In the early light of the morning, apart from the eerie stone song, the only sound to be heard was the far-off squawking of the white ravens perched at the top of the Loftus Observatory. Gradually, though, as the seconds passed, the low drone of the rocks became louder and more plaintive, like the mournful lament at a goblin wake, until one after the other, the uppermost rock on each stack gave a long low howl as it wobbled and shook, and then slowly rose up.
‘Harvest!’ roared the rock bailiff, rushing through the Stone Gardens, waving his staff above his head. ‘In the name of Sanctaphrax, harvest!’
At the sound of his voice, the academics leaped into action.

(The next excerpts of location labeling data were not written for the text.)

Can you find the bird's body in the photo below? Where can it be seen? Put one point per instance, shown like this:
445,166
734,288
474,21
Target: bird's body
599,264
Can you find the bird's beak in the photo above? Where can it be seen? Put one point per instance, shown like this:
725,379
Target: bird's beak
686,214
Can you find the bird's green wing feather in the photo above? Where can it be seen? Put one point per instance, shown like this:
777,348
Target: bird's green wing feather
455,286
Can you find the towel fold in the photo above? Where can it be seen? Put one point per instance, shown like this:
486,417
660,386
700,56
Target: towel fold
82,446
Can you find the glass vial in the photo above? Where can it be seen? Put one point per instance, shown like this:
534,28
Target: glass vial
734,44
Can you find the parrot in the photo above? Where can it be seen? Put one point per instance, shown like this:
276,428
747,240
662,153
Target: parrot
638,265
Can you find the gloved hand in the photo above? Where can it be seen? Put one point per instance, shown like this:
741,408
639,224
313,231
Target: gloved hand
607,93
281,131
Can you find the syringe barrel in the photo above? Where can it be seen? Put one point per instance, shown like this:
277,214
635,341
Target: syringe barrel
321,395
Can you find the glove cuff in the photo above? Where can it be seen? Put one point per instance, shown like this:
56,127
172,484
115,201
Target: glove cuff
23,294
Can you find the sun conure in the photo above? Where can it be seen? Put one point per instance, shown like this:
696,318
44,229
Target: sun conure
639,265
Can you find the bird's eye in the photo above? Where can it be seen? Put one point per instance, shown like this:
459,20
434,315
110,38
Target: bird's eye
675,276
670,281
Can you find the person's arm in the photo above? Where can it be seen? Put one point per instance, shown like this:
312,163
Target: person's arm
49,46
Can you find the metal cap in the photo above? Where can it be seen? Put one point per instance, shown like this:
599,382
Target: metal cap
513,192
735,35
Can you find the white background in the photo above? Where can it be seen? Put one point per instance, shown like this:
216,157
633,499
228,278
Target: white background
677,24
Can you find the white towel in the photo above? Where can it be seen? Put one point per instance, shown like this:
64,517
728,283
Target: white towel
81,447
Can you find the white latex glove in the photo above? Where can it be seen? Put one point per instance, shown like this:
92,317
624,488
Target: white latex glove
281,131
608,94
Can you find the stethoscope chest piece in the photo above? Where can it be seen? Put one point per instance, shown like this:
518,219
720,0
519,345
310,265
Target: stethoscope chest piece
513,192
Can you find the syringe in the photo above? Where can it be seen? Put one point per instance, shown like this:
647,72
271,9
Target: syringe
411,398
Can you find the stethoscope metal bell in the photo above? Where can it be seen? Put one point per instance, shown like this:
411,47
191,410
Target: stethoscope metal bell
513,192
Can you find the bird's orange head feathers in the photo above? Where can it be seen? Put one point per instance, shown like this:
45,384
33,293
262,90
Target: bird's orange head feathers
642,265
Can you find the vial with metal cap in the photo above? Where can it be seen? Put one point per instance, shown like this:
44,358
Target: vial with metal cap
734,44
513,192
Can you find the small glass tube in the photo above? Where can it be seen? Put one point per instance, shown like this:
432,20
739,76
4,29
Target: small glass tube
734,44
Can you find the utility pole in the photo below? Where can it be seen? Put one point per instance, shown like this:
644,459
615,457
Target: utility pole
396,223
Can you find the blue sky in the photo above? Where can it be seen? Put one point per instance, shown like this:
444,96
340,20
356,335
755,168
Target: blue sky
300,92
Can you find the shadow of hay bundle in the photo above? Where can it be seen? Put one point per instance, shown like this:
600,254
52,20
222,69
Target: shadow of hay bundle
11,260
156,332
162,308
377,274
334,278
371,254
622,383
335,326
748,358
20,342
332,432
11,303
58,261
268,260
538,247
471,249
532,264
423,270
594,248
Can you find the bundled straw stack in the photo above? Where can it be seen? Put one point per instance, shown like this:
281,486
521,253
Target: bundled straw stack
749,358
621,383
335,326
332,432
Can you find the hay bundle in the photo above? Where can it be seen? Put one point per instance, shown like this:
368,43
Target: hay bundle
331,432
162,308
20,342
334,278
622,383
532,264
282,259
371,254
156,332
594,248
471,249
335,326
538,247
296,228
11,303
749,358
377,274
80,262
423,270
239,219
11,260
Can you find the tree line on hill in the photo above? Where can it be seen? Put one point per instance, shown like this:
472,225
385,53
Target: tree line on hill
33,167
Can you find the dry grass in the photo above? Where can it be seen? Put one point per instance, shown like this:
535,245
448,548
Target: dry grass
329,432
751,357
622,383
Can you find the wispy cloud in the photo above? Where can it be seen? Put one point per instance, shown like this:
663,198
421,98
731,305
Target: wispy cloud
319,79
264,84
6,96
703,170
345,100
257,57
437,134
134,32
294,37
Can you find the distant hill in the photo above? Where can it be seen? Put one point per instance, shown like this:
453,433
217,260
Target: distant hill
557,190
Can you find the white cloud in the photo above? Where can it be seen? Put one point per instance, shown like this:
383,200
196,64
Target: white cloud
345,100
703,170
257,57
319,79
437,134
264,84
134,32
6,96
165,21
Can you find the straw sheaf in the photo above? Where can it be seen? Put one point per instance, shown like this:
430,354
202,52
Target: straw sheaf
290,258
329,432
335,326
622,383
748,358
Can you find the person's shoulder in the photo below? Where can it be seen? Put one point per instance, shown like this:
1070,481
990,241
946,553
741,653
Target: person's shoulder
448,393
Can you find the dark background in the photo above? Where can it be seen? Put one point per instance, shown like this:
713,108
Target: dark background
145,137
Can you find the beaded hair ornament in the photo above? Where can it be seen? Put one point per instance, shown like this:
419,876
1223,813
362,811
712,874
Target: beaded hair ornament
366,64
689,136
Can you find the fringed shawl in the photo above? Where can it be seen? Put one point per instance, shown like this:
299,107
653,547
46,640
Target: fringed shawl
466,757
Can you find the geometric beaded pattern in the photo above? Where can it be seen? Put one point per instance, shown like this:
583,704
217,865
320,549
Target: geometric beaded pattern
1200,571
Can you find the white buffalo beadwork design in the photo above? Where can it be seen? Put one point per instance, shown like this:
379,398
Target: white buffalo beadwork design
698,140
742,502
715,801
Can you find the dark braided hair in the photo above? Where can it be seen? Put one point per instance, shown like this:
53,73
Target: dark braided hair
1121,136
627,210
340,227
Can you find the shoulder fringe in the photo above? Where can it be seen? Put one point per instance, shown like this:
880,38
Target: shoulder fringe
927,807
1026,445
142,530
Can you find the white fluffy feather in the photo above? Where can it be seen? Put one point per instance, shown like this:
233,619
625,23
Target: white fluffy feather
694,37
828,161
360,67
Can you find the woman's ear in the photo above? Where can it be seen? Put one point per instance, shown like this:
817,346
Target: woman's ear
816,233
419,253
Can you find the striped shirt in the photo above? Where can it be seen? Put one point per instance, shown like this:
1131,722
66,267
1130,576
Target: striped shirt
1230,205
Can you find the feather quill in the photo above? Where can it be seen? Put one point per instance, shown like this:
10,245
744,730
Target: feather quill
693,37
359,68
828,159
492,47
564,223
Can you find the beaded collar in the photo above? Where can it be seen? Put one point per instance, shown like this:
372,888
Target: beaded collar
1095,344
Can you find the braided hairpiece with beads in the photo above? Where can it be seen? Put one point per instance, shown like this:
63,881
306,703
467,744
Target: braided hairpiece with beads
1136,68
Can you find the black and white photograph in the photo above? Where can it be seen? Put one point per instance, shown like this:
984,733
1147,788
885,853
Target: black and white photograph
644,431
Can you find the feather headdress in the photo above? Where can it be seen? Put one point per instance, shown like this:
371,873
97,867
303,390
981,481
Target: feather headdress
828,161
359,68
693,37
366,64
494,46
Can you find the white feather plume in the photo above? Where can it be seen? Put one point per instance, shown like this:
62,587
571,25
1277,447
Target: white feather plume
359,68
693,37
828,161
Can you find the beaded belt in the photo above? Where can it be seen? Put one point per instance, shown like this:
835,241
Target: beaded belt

The ‘net-tenders’ pulled their poles free, and the great circular nets closed round the rising rocks, weighted by the fire-floats. For a moment, the huge boulders hovered above the stacks. Then, one by one, fringed by the warmth of the glowing floats, the
y slowly sank.
As the rocks approached the ground, the ‘rock-fasteners’ surged forward with their glowing callipers and seized the floating boulders in their fiery jaws. Great hisses of steam rose like storm clouds and, as the rock-fasteners held them tight, the rocks’ mournful howl was extinguished.
All round the Stone Gardens the same procedure was being enacted. At a towering rock stack beside the Edgewater River, a team of cloudwatcher under-professors from the prestigious College of Cloud - each one wearing a scuffed, worn tilder-leather apron that betrayed their years of experience - netted and clamped their rock with both speed and precision. At the rock stack next to them, a team of fog-graders from the minor Academy of Fog was faring less well. Cobbled together only that morning, the group was a hotch-potch affair, ranging in age from callow apprentices to an elderly professor in his nineties who, despite his experience, was slow and so shaky that the others had to snatch his pole away from him before he got it tangled up in the net.
Meanwhile, in the easternmost part of the garden, a group of seven young apprentice raintasters, their deep blue hoods pulled up over their heads, had set to work with enthusiasm. They’d raised their poles and positioned the net as they’d been shown, and when the rock had risen up from the stack, it had been caught and warmed, until it slowly descended once more.
But then, as two of them clamped the rock with the heated callipers, they noticed that something was badly wrong. The apprentice on the brazier bellows hadn’t pumped them hard enough. The charcoal hadn’t blazed hot enough, which meant that the callipers themselves had glowed red rather than white-hot. So, while all around them, the clamped rocks from other stacks had fallen silent, their own rock had continued to howl like a wounded tilder.
Worse than that, it began to rise up off the ground. The raintasters swarmed round their embattled rock-fasteners, concern plain on their faces. Twenty years it had taken for the rock to reach maturity. Twenty years! Pushing up from the ground, growing larger and lighter while those above it had been harvested, one after the other. Twenty whole years - about to be wasted, because of one moment of carelessness.